El sueldo de la compañía. Coge el dinero, cámbiate el nombre. Y cuando
llegues a viejo, asegúrate de contar los horrores que has visto… horrores que
habrán de infestar tus sueños a partir de hoy hasta el día en que mueras.
Siempre estaremos cerca de usted, señor Miller.
El doctor Kalamov se tocó el sombrero e hizo una reverencia. A
continuación, agarró a Stevens por el cuello de la camisa, lo sujetó bajo un
brazo y se perdió de vista en la penumbra creciente.

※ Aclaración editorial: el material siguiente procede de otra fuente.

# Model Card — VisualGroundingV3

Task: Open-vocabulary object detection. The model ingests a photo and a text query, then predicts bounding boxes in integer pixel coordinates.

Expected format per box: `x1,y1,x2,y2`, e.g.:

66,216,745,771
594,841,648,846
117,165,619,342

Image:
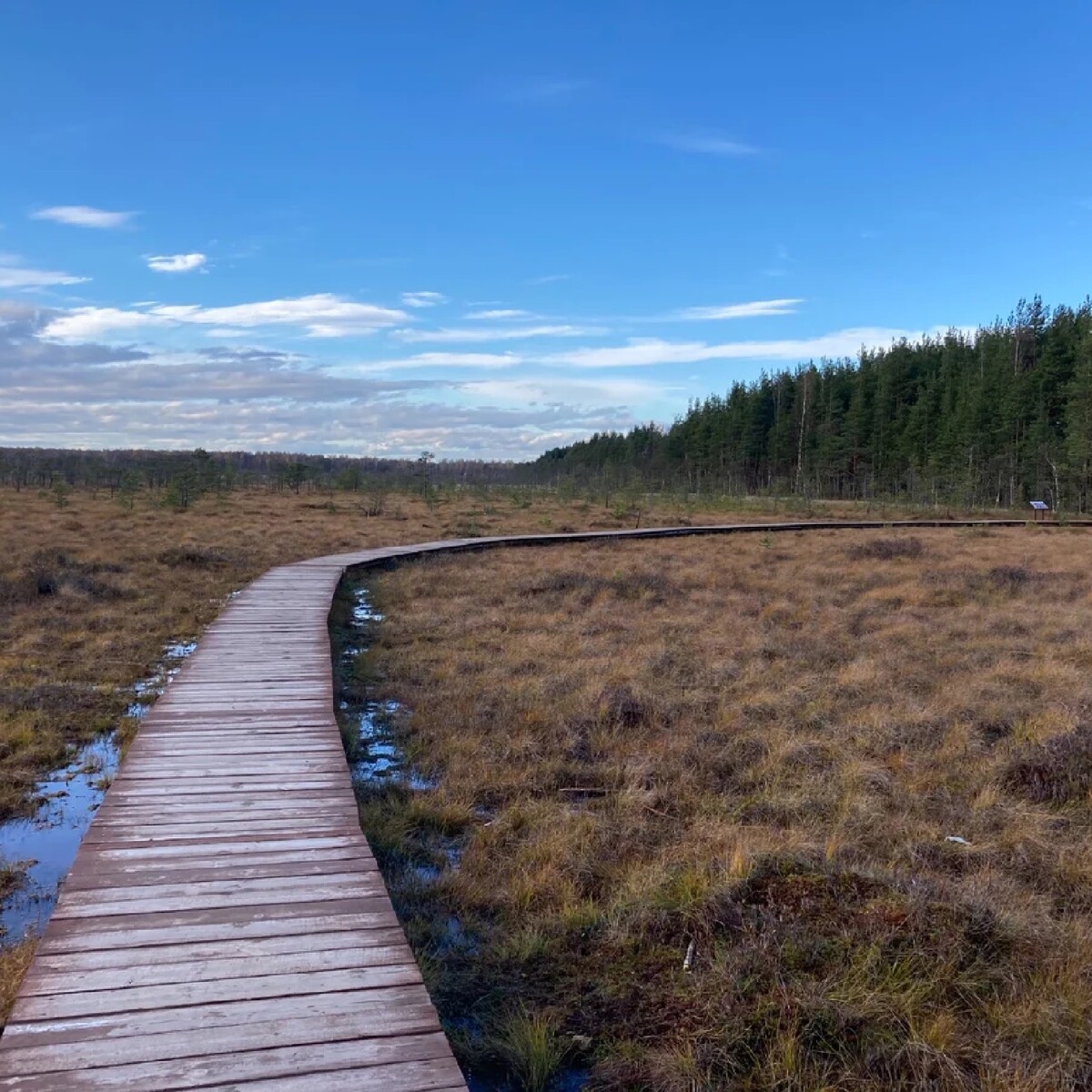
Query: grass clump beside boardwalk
0,488,764,819
361,529,1092,1092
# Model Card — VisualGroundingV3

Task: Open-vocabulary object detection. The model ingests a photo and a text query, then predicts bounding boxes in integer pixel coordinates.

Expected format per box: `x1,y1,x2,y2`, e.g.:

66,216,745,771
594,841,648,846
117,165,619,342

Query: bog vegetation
361,528,1092,1092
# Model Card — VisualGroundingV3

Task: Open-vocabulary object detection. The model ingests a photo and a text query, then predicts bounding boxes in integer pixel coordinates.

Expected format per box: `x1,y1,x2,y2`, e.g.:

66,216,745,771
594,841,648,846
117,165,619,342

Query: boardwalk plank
10,521,1005,1092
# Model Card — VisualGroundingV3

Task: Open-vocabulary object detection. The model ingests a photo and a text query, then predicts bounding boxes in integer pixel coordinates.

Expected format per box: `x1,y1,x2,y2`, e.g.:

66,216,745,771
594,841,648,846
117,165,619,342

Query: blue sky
0,0,1092,459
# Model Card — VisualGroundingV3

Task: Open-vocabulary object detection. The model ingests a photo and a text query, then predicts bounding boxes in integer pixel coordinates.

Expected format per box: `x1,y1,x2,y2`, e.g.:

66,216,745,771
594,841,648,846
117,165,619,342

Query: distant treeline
0,448,512,508
531,297,1092,512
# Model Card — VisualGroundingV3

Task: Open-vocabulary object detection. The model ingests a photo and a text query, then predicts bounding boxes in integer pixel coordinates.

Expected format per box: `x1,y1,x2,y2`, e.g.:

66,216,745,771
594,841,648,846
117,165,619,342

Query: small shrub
848,537,925,561
157,545,230,569
1001,725,1092,804
597,686,652,728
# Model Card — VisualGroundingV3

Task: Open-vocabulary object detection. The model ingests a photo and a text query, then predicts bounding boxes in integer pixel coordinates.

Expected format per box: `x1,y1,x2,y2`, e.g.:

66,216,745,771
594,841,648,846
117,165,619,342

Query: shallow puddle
329,580,590,1092
0,642,197,944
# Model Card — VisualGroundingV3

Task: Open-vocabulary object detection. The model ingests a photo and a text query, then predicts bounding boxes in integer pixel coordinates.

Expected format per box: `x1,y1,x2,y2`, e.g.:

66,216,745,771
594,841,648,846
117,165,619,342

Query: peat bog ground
362,528,1092,1092
0,487,843,1017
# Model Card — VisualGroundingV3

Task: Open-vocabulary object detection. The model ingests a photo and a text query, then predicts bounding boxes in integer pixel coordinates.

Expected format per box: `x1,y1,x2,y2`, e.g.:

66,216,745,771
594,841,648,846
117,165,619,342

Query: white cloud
331,353,523,375
673,299,804,321
465,307,534,320
42,293,410,339
460,376,672,409
147,253,207,273
31,206,136,228
0,255,89,288
656,132,759,158
395,326,604,342
42,307,169,340
541,327,950,368
402,291,448,307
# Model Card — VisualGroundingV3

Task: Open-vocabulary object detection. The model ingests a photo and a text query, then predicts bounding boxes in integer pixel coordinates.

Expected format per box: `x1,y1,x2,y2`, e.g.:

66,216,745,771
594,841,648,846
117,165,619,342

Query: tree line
531,297,1092,512
0,448,513,508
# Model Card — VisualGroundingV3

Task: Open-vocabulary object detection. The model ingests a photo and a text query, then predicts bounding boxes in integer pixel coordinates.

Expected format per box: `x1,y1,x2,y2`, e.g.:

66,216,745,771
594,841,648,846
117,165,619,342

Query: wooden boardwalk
0,520,1074,1092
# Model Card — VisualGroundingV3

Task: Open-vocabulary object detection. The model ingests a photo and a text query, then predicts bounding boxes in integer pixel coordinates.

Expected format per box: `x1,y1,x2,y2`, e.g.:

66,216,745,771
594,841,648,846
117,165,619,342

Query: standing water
329,579,589,1092
0,642,197,945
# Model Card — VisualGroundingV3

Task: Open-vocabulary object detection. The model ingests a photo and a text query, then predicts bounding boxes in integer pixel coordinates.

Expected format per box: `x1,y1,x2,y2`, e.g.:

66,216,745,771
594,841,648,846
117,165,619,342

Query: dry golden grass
0,478,830,818
361,529,1092,1092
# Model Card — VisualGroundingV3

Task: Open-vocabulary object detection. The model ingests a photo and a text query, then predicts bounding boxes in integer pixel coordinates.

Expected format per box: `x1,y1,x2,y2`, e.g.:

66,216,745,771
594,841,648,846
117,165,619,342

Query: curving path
0,520,1074,1092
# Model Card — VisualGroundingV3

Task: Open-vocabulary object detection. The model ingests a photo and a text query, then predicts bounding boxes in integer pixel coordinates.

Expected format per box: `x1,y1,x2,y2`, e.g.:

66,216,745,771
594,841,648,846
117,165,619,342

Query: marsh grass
0,490,804,819
362,529,1092,1092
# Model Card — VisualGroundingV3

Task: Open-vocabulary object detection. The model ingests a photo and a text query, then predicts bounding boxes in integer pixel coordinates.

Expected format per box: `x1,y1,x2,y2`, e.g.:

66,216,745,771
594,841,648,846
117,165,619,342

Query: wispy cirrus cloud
0,255,91,288
528,273,575,284
42,293,410,340
394,324,606,344
0,300,634,459
146,253,208,273
672,299,804,322
539,327,963,368
31,206,138,228
402,291,448,308
506,76,594,103
464,307,535,321
331,353,523,375
655,129,761,158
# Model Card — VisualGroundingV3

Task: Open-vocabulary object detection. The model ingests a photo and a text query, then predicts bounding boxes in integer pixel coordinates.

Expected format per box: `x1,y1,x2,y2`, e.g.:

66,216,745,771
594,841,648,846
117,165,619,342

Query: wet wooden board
0,550,464,1092
0,520,1083,1092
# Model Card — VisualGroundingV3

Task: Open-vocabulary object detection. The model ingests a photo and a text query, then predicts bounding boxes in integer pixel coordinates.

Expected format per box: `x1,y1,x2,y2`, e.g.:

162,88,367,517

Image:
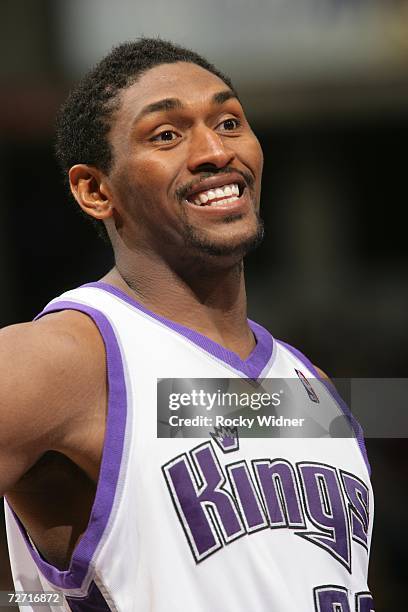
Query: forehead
116,62,236,123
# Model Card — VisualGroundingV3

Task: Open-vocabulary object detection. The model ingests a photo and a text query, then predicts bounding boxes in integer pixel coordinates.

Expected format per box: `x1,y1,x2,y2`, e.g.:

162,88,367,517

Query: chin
185,218,264,260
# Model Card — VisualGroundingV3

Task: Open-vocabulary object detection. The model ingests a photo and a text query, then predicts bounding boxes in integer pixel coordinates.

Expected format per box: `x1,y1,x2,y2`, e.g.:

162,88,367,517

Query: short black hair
55,38,235,241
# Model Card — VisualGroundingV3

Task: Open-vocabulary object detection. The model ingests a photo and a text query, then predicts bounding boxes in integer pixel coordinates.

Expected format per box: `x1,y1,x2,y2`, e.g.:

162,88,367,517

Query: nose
188,125,235,173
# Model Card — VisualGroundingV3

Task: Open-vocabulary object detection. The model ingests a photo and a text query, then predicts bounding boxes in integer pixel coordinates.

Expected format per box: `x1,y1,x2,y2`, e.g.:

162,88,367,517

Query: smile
189,183,240,206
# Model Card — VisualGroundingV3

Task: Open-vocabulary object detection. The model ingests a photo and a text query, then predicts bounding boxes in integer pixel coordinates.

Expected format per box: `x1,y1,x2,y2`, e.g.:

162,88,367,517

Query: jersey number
313,585,375,612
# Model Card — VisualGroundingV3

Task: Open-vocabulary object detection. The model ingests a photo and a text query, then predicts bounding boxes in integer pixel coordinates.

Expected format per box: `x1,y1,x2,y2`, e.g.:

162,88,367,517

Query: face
108,62,263,259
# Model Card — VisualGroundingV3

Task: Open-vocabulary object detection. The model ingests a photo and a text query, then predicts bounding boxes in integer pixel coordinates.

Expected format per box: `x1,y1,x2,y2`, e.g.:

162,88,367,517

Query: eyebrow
133,89,239,125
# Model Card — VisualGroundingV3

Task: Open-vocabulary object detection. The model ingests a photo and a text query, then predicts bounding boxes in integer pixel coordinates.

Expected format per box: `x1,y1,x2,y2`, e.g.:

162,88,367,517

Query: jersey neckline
82,281,274,380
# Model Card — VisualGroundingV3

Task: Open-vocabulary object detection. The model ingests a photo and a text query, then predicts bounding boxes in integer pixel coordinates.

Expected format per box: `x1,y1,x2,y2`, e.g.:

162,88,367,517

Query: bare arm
0,311,106,495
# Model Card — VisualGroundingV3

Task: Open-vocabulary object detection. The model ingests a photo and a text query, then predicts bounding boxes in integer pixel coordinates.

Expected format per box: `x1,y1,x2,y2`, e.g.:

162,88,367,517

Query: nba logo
295,368,320,404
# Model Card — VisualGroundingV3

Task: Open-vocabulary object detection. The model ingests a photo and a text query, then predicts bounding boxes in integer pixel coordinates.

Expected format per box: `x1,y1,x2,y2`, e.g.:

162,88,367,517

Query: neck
103,246,255,359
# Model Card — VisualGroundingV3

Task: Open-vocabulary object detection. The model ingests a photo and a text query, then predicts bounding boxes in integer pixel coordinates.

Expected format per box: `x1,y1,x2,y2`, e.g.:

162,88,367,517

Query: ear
69,164,113,219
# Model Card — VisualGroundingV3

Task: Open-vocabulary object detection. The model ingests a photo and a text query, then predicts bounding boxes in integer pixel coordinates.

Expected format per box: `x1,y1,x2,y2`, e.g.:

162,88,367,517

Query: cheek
242,134,263,179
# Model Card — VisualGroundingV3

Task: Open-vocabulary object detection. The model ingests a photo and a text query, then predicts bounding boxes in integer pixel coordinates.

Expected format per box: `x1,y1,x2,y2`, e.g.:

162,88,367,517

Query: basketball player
0,39,374,612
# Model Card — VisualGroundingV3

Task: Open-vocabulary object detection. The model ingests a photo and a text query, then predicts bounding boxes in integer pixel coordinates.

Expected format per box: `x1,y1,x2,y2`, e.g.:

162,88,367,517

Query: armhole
277,340,371,476
8,301,127,595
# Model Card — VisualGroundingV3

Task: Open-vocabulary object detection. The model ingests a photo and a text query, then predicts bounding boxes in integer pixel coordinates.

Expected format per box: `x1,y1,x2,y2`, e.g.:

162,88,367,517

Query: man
0,39,373,612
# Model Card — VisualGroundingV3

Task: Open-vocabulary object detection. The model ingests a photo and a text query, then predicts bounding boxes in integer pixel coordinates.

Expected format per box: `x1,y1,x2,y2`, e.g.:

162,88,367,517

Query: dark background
0,0,408,612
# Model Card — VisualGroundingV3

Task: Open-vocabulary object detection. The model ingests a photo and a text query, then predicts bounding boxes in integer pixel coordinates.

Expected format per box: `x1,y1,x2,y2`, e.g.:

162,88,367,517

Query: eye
220,117,241,132
150,130,177,142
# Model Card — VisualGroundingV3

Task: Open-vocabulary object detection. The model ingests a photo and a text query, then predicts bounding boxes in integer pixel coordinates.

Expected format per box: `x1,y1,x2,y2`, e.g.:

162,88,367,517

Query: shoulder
0,311,105,493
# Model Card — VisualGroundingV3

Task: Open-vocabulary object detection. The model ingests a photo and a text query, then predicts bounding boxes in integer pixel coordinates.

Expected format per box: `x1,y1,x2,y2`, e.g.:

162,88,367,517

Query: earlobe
69,164,113,219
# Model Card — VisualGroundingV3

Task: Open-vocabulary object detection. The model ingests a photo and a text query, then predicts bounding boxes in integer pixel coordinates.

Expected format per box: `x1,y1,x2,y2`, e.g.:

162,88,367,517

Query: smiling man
0,39,374,612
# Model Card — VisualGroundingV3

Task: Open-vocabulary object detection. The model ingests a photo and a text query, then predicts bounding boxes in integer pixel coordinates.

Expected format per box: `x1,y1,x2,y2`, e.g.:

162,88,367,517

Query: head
56,39,262,268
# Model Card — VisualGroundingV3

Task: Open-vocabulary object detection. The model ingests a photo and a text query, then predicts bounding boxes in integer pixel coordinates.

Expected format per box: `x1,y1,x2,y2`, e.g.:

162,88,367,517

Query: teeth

La caja estaba allí donde había prometido el hombre, y contenía una suma
cuantiosa. Miller embutió el dinero en una saca mientras el sol se ponía y caía
la oscuridad. Cuando hubo terminado de guardar el dinero, enterró la cabeza
en los brazos y profirió un gemido.
—A propósito, dos condiciones de nada —dijo el doctor Kalamov,
asomado detrás de un tocón. La piel de su rostro colgaba flácida, como una
máscara que amenazara con descolgarse de un momento a otro. Asimétricos
sus ojos; su boca, un ensangrentado tajo negro que se extendía de oreja a
oreja. Carecía de dientes—. Eres un tipo viril. Asegúrate de engendrar
mocosos a espuertas… debo hacer hincapié en ese punto. Te estaremos
vigilando, muchacho, así que pon todo tu empeño. Y luego está la cuestión de
tu primogénito…
Miller, que a punto había estado de mearse en los pantalones cuando
reapareció el doctor Kalamov, se obligó a arrancar las siguientes palabras de
su garganta:
—Queréis que os entregue a mi hijo.
El doctor Kalamov soltó una risita y tamborileó con las garras en la
madera.
—Que no, señor Miller. Era una broma. Aunque debo reconocer que esos
retorcidos cuentos de hadas son de lo más divertidos, con la de verdades
primordiales que entrañan. Sea usted bueno, y fecundo. —Retrocedió
gateando de espaldas, se elevó verticalmente en las sombras, como una araña
que trepara por su hilo, y se esfumó.